Solved

PDF File Shrinker

Posted on 2016-08-01
10
136 Views
Last Modified: 2016-08-22
Have a client with a lot of PDF files that were scanned at to high of a resolution, so they are huge. Has anybody seen a utility you could feed a file list and it would process those files to a lower resolution, perhaps even from color to black and white?
I'm thinking ideally with a preview of the compressed file before it overwrites the source file?
Or something similar tool?
There are some thousands of these PDF files in various directories.
Being able to give it a directory to process, and include sub-directories would be helpful.
Free is good but a nice solution for a couple hundred $$ might work.
0
Comment
Question by:AnthonyMCSE
10 Comments
 
LVL 15

Assisted Solution

by:WalkaboutTigger
WalkaboutTigger earned 100 total points (awarded by participants)
ID: 41738184
So it sounds as if the PDFs are image-type PDFs without a lot of metadata - not OCR'd, in other words.

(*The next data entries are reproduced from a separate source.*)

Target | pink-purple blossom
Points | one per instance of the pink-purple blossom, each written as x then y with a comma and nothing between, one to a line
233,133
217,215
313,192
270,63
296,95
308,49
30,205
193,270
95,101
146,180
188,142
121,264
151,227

Were it me, I would look for a package which could do two things:  Convert PDFs to JPEGs, Convert JPEGs to PDFs.  This tool would have a scripting interface so I could pass parameters on the command line to perform this conversion or could scan a directory and perform the conversion on all files within that directory.
I would want the PDF-to-JPG process to allow me to set the DPI and color depth of the resulting JPG file.  This could also be done on the JPG-to-PDF side of the conversion.

This project on Sourceforge  looks promising for the batch conversion from PDF to JPG.
1
 
LVL 5

Assisted Solution

by:Eric C
Eric C earned 100 total points (awarded by participants)
ID: 41738217
If you have the Pro (maybe even Standard) edition of Acrobat, then you get another great program called Distiller.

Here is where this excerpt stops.